Because thinner soils are less able to retain rainfall and nutrients, their effects will be most noticeable during droughts. Over a period of 50 to 100 years, yields will also decrease in wetter years, albeit less dramatically than in normal and dry years.
Thousands of tonnes of food output from the Uckermark region alone will be lost as a result of these restrictions. According to the researchers, soil erosion-related crop production decreases are likely to occur anywhere tilling is done on slopes.
They contend that this anticipated rise emphasizes the necessity of taking immediate measures to lessen soil thinning brought on by tilling.
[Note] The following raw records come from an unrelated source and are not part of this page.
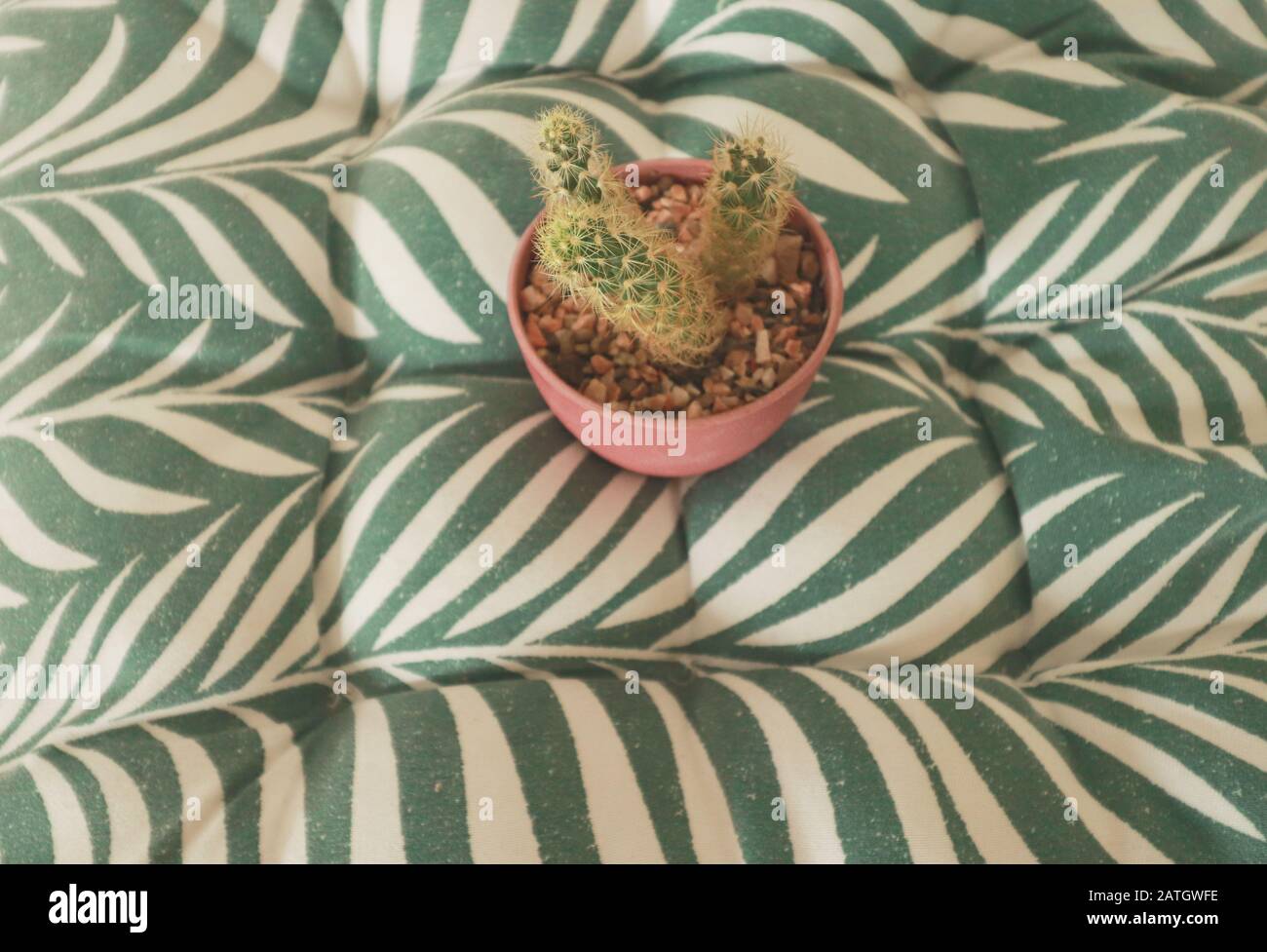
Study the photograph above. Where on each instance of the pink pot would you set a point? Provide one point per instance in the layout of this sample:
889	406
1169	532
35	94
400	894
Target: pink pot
710	442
Professor Quinton said: “Our modelling shows that if we keep tilling our soils then we will see declines of crop yields at a regional scale this will be worse during periods of droughts as thinner soils are less able to retain water for plants.”
Professor Fiener said: “We show that the business as usual approach will depress crop yields in the long term. Farmers could look at mitigations such adapting tillage speeds depending on slope position and overall reducing tillage depths to slow the erosion process, but really farmers need to be looking at moving away from tilling on slopes to protect their soils and future yields.”
The pressure of tillage erosion will likely be increased if climate change increases the frequency of dry spells during crop growing seasons, according to the researchers, who did not model the consequences of climate change.
The paper’s authors are J Quinton of Lancaster University; JL Ottl and P Fiener of University Augsburg. John Quinton and Peter Fiener were joint principal investigators.